Os limites da publicidade diante dos direitos do consumidor

 Em um mercado de consumo movido pela propaganda, os limites da atuação publicitária e os potenciais efeitos de ações antiéticas nesse setor são temas de extremo interesse social. Embora existam alguns mecanismos de controle, como o Código de Autorregulamentação Publicitária – que, mesmo não sendo lei formal, define as boas práticas do mercado –, os limites nem sempre são claros; por isso, a publicidade é alvo de constantes embates judiciais.  

O Código de Defesa do Consumidor (CDC) estabelece alguns princípios norteadores da atividade, entre eles a necessidade de identificação da publicidade (artigo 36), a vinculação contratual (artigos 30 e 35), a inversão do ônus da prova (artigo 38), a transparência (artigo 36, parágrafo único), a correção do desvio publicitário e a lealdade (artigo 4º, VI).

O CDC também é um importante instrumento utilizado pela Justiça para a configuração da publicidade enganosa, entendida como aquela que contém informação total ou parcialmente falsa, ou que, mesmo por omissão, é capaz de induzir o consumidor em erro (artigo 37, parágrafo 1º e 3º). Assim, o conceito está intimamente ligado à falta de veracidade, que pode decorrer tanto da informação falsa quanto da omissão de dado essencial.

Segundo a jurisprudência do Superior Tribunal de Justiça (STJ), para a configuração da publicidade enganosa, é preciso analisar o caso concreto, a fim de determinar os dados essenciais que deveriam constar da peça publicitária e que foram omitidos ou alterados; é necessário, ainda, considerar o público-alvo do anúncio, de modo a avaliar adequadamente o potencial enganoso desse tipo de comunicação.

Manipulação do universo lúdico i​​nfantil

É de 2016 o primeiro precedente que considerou abusiva a publicidade de alimentos dirigida direta ou indiretamente ao público infantil. Durante o julgamento na Segunda Turma, o ministro relator, Humberto Martins, apontou a ilegalidade de campanhas publicitárias de fundo comercial que "utilizem ou manipulem o universo lúdico infantil" (REsp 1.558.086).

Leia também​​: Decisão histórica condenou propaganda de alimentos dirigida ao público infantil

O processo chegou ao STJ após a empresa Pandurata Alimentos, dona da marca Bauducco, recorrer de decisão do Tribunal de Justiça de São Paulo que julgou procedente ação civil pública do Ministério Público estadual e considerou como venda casada a campanha "É hora de Shrek".

Na promoção, a Bauducco condicionava a aquisição de um relógio de pulso com a imagem do ogro Shrek e de outros personagens do desenho animado à apresentação de cinco embalagens dos produtos "Gulosos", além do pagamento adicional de R$ 5,00.

Para o relator, a hipótese caracterizava publicidade duplamente abusiva: primeiro, por se tratar de anúncio ou promoção de venda de alimentos direcionada, direta ou indiretamente, às crianças. "Segundo, pela evidente 'venda casada', ilícita em negócio jurídico entre adultos e, com maior razão, em contexto de marketing que utiliza ou manipula o universo lúdico infantil (artigo 39, I, do CDC)", afirmou o magistrado.

Em outro julgamento sobre anúncios dirigidos a crianças e adolescentes, o relator, ministro Herman Benjamin, explicou que, na ótica do direito do consumidor, a publicidade é oferta e, como tal, é ato precursor da celebração de contrato de consumo – negócio jurídico cuja validade depende da existência de sujeito capaz (artigo 104, I, do Código Civil).

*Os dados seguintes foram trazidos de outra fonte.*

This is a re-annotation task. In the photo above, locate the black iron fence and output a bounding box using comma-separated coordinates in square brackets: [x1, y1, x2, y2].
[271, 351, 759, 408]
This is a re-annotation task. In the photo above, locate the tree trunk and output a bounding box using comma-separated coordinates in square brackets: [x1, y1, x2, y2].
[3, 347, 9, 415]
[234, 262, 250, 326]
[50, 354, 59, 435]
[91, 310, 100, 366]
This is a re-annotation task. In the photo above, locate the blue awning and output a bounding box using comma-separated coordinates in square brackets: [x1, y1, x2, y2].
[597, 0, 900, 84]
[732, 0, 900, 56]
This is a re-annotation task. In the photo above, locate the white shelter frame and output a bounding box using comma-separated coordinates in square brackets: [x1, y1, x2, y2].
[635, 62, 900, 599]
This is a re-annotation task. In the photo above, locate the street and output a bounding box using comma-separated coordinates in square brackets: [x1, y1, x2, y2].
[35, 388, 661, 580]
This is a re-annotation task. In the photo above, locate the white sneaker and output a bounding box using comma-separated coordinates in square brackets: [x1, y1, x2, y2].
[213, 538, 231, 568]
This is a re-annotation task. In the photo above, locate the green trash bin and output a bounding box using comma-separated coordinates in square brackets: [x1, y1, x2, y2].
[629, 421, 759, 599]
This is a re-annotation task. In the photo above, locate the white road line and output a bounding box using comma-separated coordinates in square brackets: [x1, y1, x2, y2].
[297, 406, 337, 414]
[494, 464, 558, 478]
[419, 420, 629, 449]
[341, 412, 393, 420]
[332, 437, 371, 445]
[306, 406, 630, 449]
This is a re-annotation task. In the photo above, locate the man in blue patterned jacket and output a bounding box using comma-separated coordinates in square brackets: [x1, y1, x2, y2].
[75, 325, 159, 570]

"O Superior Tribunal de Justiça possui jurisprudência reconhecendo a abusividade da publicidade de alimentos direcionada, de forma explícita ou implícita, a crianças. Isso porque a decisão de comprar gêneros alimentícios cabe aos pais, especialmente em época de altos e preocupantes índices de obesidade infantil", declarou o relator (REsp 1.613.561).

Dano moral coletivo por omissã​​o de informações

O ministro Herman Benjamin também relatou recurso no qual a Segunda Turma confirmou a condenação por dano moral coletivo imposta em ação civil pública contra concessionárias de Rondônia, em razão de anúncios de venda de veículos que não indicavam aos consumidores informações referentes ao valor de entrada, o total a prazo e os juros embutidos (REsp 1.828.620).

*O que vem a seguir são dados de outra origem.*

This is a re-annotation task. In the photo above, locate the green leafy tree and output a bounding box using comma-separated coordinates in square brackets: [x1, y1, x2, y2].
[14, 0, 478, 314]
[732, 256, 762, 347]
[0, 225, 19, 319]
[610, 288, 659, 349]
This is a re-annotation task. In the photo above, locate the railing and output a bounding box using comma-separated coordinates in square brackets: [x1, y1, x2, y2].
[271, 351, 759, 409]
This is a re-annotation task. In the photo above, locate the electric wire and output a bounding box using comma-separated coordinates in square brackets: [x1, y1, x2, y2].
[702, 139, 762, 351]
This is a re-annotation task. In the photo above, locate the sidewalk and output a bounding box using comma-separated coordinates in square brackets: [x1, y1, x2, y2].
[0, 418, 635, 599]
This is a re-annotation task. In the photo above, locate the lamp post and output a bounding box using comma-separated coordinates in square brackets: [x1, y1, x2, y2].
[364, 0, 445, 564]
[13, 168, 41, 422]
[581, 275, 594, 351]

A ação foi proposta por uma organização não governamental após centenas de cidadãos serem "ludibriados por maquiavélicas publicidades enganosas" e depois não conseguirem honrar as compras. As instâncias de origem entenderam que as empresas deveriam ser responsabilizadas pela publicidade enganosa, porque anunciaram a venda de veículos sem a devida prestação de informações aos consumidores, induzindo-os em erro.

Segundo Herman Benjamin, o direito de não ser enganado antecede o próprio nascimento do direito do consumidor. "A oferta, publicitária ou não, deve conter não só informações verídicas, como também não ocultar ou embaralhar as essenciais. Sobre produto ou serviço oferecido, ao fornecedor é lícito dizer o que quiser, para quem quiser, quando e onde desejar, e da forma que lhe aprouver, desde que não engane, ora afirmando, ora omitindo", declarou.

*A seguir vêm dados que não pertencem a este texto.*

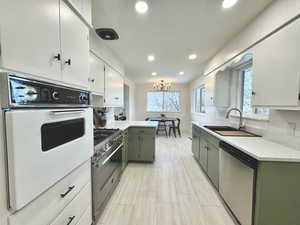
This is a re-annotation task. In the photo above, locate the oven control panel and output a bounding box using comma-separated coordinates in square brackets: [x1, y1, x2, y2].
[8, 76, 90, 107]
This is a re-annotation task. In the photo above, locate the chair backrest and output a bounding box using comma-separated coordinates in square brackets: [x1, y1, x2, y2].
[176, 118, 181, 127]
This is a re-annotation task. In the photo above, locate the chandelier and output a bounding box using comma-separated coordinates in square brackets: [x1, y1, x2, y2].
[153, 80, 171, 91]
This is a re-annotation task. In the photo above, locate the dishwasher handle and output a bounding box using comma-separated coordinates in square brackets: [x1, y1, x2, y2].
[219, 141, 258, 169]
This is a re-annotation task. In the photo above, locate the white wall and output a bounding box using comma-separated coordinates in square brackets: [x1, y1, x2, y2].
[0, 102, 9, 225]
[90, 31, 135, 120]
[190, 0, 300, 150]
[135, 84, 190, 130]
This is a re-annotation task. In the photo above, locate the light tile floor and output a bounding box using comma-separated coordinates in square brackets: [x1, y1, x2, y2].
[98, 135, 235, 225]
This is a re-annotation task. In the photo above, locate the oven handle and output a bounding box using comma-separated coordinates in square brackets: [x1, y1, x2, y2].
[102, 144, 123, 166]
[50, 110, 84, 116]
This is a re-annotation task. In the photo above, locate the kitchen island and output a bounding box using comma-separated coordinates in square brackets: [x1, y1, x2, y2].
[105, 121, 158, 164]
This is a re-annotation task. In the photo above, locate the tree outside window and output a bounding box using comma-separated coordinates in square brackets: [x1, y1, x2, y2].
[147, 91, 180, 112]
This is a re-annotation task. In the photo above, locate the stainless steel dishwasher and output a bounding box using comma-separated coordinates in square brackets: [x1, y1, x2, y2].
[219, 142, 258, 225]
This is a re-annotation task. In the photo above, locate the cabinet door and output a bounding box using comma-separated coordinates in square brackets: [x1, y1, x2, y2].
[88, 52, 104, 95]
[252, 19, 300, 106]
[60, 1, 89, 88]
[0, 0, 61, 81]
[128, 134, 140, 161]
[207, 144, 219, 189]
[199, 138, 208, 171]
[192, 127, 200, 160]
[140, 134, 155, 162]
[105, 66, 124, 107]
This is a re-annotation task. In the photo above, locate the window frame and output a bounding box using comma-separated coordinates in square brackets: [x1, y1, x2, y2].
[146, 90, 181, 113]
[193, 84, 206, 114]
[231, 58, 270, 121]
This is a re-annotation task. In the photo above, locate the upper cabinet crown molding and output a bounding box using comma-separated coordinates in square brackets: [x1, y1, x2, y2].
[252, 19, 300, 108]
[63, 0, 94, 30]
[0, 0, 89, 89]
[104, 66, 124, 107]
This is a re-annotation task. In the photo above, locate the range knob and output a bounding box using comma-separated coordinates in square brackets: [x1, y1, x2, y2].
[52, 91, 59, 100]
[79, 95, 88, 101]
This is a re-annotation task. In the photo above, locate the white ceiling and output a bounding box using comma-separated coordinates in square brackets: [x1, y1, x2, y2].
[93, 0, 272, 83]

No mercado de consumo, ressaltou o magistrado, juros embutidos ou disfarçados configuram uma das mais comuns, graves e nocivas modalidades de oferta enganosa, sendo passíveis de responsabilização nas esferas administrativa, civil e penal o uso de expressões do tipo "sem juros" ou a falta de indicação clara e precisa da taxa de juros e de outros encargos cobrados.

Para o relator, a informação é inadequada quando está estampada "em pé de página, com letras diminutas, na lateral, ou por ressalvas em multiplicidade de asteriscos, ou, ainda, em mensagem oral relâmpago ininteligível".

Coletividade tem o direito de não ser​​​ ludibriada

A Quarta Turma condenou uma imobiliária e seu proprietário ao pagamento de danos morais coletivos de R$ 30 mil, por negociarem terrenos em um condomínio de Betim (MG) com a falsa informação de que o loteamento estaria autorizado pelo poder público e seria possível registrar a propriedade em cartório (REsp 1.539.056).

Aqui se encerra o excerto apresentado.